This was asked on an exam last semester. I know that my algorithm fails in this case, or does it not? because of the function being not the same like $g(f(x))=f(g(x))$.
The problem: given by 2 lists $(s_1,\dots,s_n)$ and $(t_1,\dots,t_n)$ can be seen as solving a system of equations $$\Gamma=[s_1=t_1,\dots ,s_n=t_n]$$
This can be done by the following rules that were similarly formulated by J. Herbrand in 1930.
$x, y, z_i$ are variables
$a,b$ constance
$p_i,q_i,s$ and $s_i$ are arbitrary terms.

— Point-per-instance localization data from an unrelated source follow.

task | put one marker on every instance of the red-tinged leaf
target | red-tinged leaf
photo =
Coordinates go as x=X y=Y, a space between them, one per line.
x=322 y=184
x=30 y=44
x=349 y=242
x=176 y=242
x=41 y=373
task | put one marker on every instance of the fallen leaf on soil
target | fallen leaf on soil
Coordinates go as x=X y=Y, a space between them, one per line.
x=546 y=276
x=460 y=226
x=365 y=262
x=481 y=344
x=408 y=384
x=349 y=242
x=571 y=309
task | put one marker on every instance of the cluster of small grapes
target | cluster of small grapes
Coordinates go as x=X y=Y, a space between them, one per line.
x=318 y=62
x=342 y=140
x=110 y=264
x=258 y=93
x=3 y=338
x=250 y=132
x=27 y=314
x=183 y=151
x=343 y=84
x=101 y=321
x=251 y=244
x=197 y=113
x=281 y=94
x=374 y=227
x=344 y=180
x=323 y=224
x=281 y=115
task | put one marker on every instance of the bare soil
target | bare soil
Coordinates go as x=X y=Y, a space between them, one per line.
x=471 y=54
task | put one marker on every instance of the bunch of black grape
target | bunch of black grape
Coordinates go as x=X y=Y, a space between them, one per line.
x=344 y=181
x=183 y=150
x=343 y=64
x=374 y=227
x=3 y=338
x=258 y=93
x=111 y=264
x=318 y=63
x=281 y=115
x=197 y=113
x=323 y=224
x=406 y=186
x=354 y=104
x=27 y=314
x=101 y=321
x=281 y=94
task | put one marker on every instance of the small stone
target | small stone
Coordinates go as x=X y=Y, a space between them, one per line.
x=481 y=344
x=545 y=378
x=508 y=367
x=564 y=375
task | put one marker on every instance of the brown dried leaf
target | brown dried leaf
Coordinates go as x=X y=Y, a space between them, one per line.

$t$ is a term and not a variable
remove every equation $s=s$ in $\Gamma$
replace every equation $f(p_1,\dots,p_n)=f(q_1,\dots, q_n)$ with $p_1=q_1\dots,p_n=q_n$
for every equation $x=s$, for which $x$ is not under the variables of Term $s$, substitute every other occurrence of $x$ in $\Gamma$ with $s$.
replace every eqation $t=x$ with $x=t$.
if there is an equation like $a=b$ in $\Gamma$, there is no solution.
if there is an equation like $f(p_1,\dots,p_n)=g(q_1,\dots,q_n)$ in $\Gamma$, there is no solution.
if there is an equation like $f(p_1,\dots,p_n)=a$ or $a=f(p_1,\dots,p_n)$ in $\Gamma$, there is no solution.
if there is an equation like $x=t$ in $\Gamma$ where $x$ occurs in $t$ there is no solution
The system is solved when it only consists of $z_i=s_i (i=1,...,k)$ where $z_i$ doesn't occur else in $\Gamma$. Then the unificator of the 2 lists ist the substitution $\{z_1\leftarrow s_1,\dots,z_k\leftarrow s_k\}$